FOA Meetings With Local SEI Management Are Mutually Beneficial
We as franchisees face many different issues on a day-to-day basis while operating our stores. Many are between us and SEI in relation to the operation of our stores, compliance with new sales plans, cleanliness, various policies adopted by SEI, shared responsibilities … you name it and differences can arise on any issue. Most of the time the issues are due to the interpretation of any policy—the way a field consultant looks at it or a market manager deals with it, and of course in some cases, how we the franchisees think is right the way to interpret it.
It does not take long for issues to become a sore point between both parties, and it may take forever to resolve these issues if both parties don’t communicate effectively. A simple dialogue may resolve these issues at the market level, but unfortunately it does not happen in most cases.
When I was president of the South Nevada/Las Vegas FOA, the entire Board adopted a policy to invite the local market managers to our Board meetings and general meetings to address local issues. Our Board would prepare a list of local issues to discuss with the SEI team, and they in turn would come back to us with a resolution. Or if it was out of their jurisdiction, they would send it up to the zone manager. It took some time to get this process running effectively, but once in place it worked very well for both parties. Later on, the market managers started bringing field consultants along with them to our general meetings so that some of the local issues could be resolved on the spot. Other issues were regularly rolled up to the zone manager and SEI higher-ups, as they were national issues. In many cases, our Board arranged meetings between local SEI management and a few franchisees to address some concerns at the store level and avoid any LONs or breaches.

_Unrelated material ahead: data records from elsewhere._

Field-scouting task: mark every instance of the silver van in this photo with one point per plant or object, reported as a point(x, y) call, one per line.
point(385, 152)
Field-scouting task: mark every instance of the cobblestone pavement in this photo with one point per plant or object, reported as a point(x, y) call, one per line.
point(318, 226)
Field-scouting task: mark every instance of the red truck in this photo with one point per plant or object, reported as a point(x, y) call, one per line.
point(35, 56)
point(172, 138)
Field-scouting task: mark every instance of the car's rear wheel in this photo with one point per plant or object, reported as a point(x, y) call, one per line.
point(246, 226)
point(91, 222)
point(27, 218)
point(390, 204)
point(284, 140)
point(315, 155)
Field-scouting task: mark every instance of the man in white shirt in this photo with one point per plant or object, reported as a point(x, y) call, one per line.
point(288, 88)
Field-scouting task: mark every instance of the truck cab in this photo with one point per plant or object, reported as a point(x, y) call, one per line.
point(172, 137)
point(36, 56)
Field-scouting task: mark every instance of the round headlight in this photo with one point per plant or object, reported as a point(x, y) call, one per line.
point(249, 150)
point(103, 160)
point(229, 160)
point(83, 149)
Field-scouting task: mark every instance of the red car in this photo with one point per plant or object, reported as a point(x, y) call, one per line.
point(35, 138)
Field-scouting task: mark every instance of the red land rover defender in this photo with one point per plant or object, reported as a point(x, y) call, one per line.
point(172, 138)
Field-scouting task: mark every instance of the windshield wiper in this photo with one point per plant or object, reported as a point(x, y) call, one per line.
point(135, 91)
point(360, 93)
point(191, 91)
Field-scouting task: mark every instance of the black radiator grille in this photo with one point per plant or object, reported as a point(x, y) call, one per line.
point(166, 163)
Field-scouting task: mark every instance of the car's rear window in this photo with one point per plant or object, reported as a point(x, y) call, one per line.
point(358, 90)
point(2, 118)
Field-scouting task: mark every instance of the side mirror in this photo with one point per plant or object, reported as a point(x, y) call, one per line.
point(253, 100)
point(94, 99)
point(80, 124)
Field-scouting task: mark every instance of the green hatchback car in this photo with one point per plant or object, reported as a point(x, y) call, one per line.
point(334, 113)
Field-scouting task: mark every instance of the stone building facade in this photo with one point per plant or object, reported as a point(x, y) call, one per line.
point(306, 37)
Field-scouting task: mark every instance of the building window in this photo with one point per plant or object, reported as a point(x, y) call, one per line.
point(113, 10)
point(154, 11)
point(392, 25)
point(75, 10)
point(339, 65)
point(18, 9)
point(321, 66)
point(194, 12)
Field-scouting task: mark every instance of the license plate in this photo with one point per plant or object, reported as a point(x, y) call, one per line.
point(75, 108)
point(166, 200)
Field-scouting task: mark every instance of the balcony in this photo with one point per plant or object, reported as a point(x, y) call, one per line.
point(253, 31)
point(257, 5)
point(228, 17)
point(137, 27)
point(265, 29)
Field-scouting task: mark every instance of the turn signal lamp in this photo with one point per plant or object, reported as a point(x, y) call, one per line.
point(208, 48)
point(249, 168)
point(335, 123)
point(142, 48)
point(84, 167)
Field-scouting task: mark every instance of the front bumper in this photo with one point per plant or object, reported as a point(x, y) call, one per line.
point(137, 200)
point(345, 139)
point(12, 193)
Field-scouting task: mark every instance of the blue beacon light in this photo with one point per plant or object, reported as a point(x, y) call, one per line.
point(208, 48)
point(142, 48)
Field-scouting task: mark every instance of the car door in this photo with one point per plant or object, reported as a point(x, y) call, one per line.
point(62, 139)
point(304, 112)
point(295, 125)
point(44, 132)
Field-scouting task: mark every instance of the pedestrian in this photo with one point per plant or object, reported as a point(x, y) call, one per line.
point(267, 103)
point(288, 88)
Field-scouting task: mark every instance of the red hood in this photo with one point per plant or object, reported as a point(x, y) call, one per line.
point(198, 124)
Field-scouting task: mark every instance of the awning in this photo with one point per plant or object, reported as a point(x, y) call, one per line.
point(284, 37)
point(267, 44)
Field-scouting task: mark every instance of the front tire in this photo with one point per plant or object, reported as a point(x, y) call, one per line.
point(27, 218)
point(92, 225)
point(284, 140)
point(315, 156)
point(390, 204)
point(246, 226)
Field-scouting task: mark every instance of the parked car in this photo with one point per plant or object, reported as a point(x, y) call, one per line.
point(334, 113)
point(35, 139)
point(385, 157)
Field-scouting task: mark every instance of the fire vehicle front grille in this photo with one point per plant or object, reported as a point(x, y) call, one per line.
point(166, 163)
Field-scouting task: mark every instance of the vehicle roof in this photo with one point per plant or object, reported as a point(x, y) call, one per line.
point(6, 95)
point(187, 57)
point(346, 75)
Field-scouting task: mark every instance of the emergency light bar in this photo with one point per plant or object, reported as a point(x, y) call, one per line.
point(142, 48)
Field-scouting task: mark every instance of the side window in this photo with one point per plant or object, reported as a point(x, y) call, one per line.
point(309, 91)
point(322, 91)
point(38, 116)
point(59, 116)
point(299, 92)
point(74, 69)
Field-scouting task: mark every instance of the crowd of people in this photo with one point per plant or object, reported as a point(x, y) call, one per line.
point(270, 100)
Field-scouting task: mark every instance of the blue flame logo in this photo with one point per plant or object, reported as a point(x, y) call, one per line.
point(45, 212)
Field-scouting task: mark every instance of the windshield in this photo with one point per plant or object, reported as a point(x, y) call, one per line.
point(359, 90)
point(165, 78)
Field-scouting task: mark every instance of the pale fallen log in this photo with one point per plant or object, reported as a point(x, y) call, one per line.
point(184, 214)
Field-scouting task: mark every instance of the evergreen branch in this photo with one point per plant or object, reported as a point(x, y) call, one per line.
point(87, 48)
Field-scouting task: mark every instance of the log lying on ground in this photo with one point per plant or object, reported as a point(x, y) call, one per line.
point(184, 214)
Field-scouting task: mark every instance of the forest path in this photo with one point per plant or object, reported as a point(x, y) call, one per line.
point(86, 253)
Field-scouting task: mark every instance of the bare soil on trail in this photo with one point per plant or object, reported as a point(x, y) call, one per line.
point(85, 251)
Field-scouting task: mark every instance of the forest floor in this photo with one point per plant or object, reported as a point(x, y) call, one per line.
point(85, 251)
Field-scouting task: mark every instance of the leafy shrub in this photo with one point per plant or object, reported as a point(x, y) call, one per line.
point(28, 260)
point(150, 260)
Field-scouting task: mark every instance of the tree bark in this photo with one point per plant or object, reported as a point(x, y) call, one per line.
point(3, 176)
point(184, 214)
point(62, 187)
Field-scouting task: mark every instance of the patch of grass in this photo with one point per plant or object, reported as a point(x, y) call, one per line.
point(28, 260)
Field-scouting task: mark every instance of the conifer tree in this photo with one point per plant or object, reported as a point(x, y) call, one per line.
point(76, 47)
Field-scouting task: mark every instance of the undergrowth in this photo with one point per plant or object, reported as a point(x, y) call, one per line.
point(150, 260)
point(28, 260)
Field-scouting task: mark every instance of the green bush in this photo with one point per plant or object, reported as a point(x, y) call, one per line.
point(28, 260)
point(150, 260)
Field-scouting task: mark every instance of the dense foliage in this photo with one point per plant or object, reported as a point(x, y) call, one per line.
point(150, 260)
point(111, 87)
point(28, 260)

Regrettably, it seems few FOAs may have adopted this policy of inviting local SEI managers to their meetings. The relationship has changed a little bit nationally, however, as SEI executives have been attending FOA general meetings and trade shows, but not all over the country.
Why should SEI managers attend local FOA meetings? Most RI meetings are designed to promote the sales plan and the primary motive behind is to sell, sell, sell—which is not a bad idea. Presentations by Asset Protection are a good addition to some of the local RI meetings, but the Q&A sessions are very limited and most franchisees feel that the RI meeting is not the place to address their issues.
By contrast, all FOA meetings have an agenda based on franchisee issues. SEI’s local or national team has much more time to hear franchisees during these meetings to take care of their concerns, and to mingle with them one-on-one. Also, in nearly all cases, franchisee discontent at the local level can be settled by the market managers.
After the recent National Coalition officers elections, our Chairman Joe Galea and I had an opportunity to meet with SEI’s executive team and we have agreed to meet on a regular basis and have conference calls to address nationwide franchisee issues. A three-member team has been put in place to collect and send those concerns to the proper person in charge. SEI is open to meeting with the franchisees community, so I request all franchisees and FOAs to meet with your field consultant, market managers, and of course zone leaders, and tell them your concerns so they can be properly resolved. My personal belief is that no individual issue is too big that it cannot be resolved by zone leaders, but if you feel it is not addressed or resolved properly please feel free to contact the National Coalition office, your Chairman, or me. You have our commitment that we will try our best to address and resolve your issues.
I request and appeal to all the FOA presidents, vice presidents, Board members, franchisees and the entire SEI team—local and national executives—to communicate effectively and take this relationship to a new level. There is no issue that cannot be resolved by mutual understanding and is fair to both parties for their financial success. After all, a franchisee’s financial success is beneficial to the solid growth of our brand.